ENTREVISTA A DON GABRIEL VARGAS

 



En 1918 nace Gabriel Vargas Bernal en Tulancingo Hidalgo. La precocidad es uno de sus signos. En 1927, a los nueve años, gana un concurso de dibujo internacional infantil en Osaka, Japón. 

Y en 1930, obtiene una beca, que no ejerce, para estudiar dibujo en París. 

Don Gabriel Vargas 

Desde muy chiquillo empecé a dibujar en la escuela primaria.

Me encargaron que entrara a un concurso que se hacía del día del tránsito. 



Me puse a dibujarlo, pero ya faltaba poco para que yo, saliera de la escuela primaria. Y no lo acabé de hacer, no lo acabé de hacer, porque mi madre me impedía que yo dibujara. Me decían, no, tú no, te vas a ganar la vida pintando monos. 

Tú debes de estudiar la escuela, la preparatoria, alguna profesión, doctor, abogado, alguna profesión, pero de pintar monos, no. Así que, salí de la escuela y me llevé mi dibujo, ya casi terminado, pero le faltaba como un metro todo de dibujo, un dibujo grande.
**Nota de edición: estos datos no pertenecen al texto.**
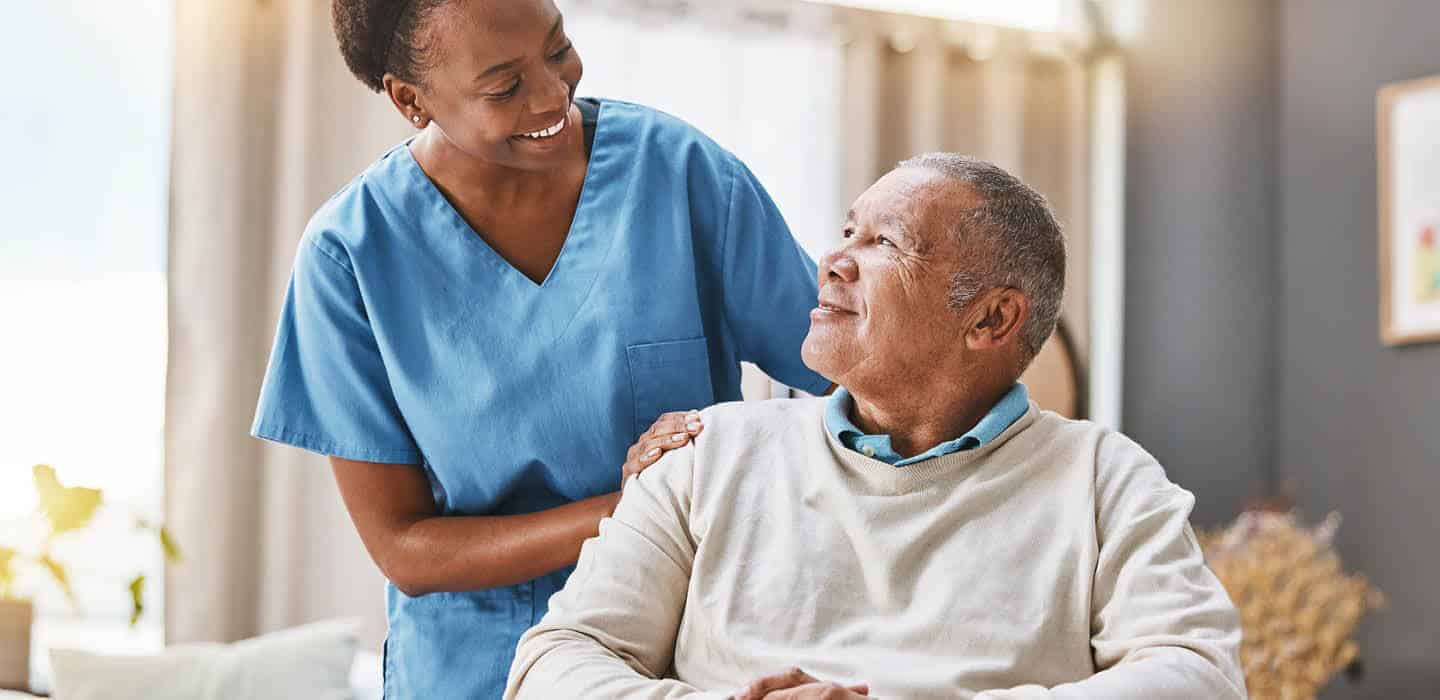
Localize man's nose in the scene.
[819,248,860,282]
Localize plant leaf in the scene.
[0,547,16,601]
[158,526,180,563]
[130,575,145,627]
[40,553,79,608]
[33,464,101,537]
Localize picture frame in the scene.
[1375,75,1440,346]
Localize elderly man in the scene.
[507,154,1246,700]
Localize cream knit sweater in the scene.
[505,399,1246,700]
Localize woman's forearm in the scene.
[391,493,619,596]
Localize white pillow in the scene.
[50,619,360,700]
Y no me dejaron en la casa dibujar. 

Lo tenía que hacer escondido de mi madre. Y como no me daban para tinta china, porque mi madre no me daba dinero para dibujar, pues menos me lo daba. Fui con unos chinitos a que me dieran los cabitos de la tinta china auténtica. 

Le decía, no, me regalas tantito china. ¿Para qué la quieres? Para dibujar. Total que me daban cabitos que se echaban en agua y se hacía tinta china, no muy intensamente negra, pero sí pintaba bien. 
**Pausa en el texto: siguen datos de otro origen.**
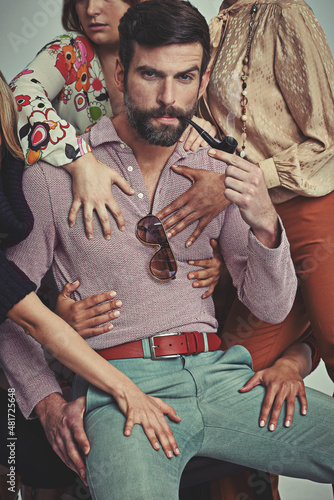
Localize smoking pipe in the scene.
[178,116,238,154]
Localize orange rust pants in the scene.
[211,193,334,500]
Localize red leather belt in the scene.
[96,332,221,360]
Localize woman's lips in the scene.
[88,23,107,31]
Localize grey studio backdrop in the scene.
[0,0,334,500]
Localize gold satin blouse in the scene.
[201,0,334,203]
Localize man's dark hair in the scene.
[118,0,210,77]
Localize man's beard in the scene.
[124,90,197,148]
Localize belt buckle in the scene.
[148,333,181,359]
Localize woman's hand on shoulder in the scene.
[65,153,134,239]
[179,116,217,152]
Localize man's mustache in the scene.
[148,106,188,118]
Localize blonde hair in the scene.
[0,71,23,160]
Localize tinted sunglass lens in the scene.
[150,247,177,280]
[137,216,166,245]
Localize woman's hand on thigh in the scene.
[240,359,307,431]
[115,380,181,458]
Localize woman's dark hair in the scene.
[118,0,210,77]
[61,0,140,35]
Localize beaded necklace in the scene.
[240,1,258,158]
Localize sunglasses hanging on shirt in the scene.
[136,215,177,281]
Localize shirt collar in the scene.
[84,116,194,163]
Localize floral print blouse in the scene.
[10,33,113,166]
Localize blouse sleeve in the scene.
[0,165,60,418]
[219,204,297,323]
[260,5,334,196]
[10,34,94,166]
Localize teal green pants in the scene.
[75,341,334,500]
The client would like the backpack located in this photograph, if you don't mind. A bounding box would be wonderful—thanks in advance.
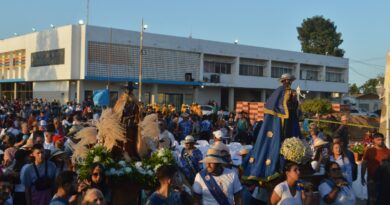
[33,161,53,191]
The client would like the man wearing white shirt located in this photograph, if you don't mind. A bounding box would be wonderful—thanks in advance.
[192,148,242,205]
[43,124,55,151]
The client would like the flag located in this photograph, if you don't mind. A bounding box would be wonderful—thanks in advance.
[93,89,110,106]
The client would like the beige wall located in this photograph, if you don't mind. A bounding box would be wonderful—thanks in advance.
[33,81,69,103]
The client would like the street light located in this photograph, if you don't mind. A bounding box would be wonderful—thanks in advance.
[375,81,390,147]
[138,18,148,102]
Con eso acabé mi dibujo, con esa tinta china de los chinitos. Fui tan torpe que yo me imaginaba que cuando mi madre me fue a inscribir en la escuela secundaria, yo podía ir días después, no cuando lo marcaron en la escuela. Dejé de ir 15 días. 

Y un día mi madre me recibió con la noticia de que le había llegado una carta de la escuela secundaria, donde me decían que me borraban de la lista por no haberse asistido ni una sola vez a clases. Cuando recibió la carta mi madre se enojó tremendamente. Tremendamente se enojó. 
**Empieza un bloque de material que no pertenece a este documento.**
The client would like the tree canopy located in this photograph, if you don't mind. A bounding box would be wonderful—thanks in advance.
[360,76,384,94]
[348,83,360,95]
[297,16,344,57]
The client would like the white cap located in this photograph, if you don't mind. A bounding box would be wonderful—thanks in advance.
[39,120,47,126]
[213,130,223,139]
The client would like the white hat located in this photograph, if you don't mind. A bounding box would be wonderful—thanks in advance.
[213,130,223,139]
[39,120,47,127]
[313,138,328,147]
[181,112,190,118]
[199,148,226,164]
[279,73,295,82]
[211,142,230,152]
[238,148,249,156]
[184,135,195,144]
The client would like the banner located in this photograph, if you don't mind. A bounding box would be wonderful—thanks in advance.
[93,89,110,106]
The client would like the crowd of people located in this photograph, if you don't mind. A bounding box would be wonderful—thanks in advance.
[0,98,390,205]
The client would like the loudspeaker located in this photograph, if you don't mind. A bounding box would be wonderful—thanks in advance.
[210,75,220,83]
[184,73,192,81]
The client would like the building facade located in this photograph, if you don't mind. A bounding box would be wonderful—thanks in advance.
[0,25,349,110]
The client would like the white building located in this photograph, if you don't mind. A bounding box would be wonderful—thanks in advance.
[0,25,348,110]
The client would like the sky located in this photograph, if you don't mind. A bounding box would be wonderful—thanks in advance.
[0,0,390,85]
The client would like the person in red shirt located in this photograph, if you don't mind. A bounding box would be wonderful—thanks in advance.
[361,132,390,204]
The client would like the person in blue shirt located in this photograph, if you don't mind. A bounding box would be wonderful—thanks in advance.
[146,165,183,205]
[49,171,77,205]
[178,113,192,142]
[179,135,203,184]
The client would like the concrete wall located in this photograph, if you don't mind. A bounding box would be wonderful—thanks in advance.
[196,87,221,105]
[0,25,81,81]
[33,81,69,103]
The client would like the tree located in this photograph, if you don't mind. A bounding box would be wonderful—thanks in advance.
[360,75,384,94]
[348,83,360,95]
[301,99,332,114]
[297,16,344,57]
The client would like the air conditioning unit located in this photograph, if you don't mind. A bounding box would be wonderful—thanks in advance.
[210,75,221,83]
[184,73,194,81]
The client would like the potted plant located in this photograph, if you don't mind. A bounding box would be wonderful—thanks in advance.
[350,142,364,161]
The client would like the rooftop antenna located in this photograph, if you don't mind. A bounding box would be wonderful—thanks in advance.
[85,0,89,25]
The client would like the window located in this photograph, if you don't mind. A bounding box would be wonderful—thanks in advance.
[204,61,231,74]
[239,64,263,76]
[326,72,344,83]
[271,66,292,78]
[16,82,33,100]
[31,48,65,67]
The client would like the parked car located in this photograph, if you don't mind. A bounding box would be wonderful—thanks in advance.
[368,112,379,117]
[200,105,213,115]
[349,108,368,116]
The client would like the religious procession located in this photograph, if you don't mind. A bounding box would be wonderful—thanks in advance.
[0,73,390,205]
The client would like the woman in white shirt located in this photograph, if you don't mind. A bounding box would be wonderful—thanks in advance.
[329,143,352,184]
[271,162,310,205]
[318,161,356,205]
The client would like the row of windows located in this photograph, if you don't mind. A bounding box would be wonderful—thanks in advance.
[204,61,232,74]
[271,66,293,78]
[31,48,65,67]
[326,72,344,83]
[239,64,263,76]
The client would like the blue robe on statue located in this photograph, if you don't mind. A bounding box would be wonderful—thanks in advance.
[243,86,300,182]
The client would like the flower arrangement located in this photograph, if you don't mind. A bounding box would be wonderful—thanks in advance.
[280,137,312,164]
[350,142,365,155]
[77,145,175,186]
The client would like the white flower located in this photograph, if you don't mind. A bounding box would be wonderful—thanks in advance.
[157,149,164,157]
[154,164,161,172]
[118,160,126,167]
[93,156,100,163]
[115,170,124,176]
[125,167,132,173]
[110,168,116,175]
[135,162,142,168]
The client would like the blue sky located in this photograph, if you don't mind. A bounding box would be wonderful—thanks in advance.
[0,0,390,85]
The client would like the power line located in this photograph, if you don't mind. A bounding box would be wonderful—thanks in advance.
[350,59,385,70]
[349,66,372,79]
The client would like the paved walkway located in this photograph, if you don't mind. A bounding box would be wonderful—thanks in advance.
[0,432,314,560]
Así que cuando yo salí de la educación y llegaba a mi casa, no me daban de comer. Tocaba yo, mamá, ¿puedo entrar? No, usted no, no tiene derecho a nada. Total que eran las seis de la tarde y me decían que pasara yo a comer. 

Yo me extrañaba que la mesita que mi madre me ponía, estaba bien arregladita, su mantel muy blanco, mi servilletita y todo. Desde el primer día me dio tentación de que me atendiera muy bien. Antes, ¿cómo usted?. 

Y un día el director de la escuela me dijo, mira, ya que no te aceptaron en la secundaria, llévalos los dibujos a un tal ministro de educación. Llévalos. Yo sé que tenía algún valor. 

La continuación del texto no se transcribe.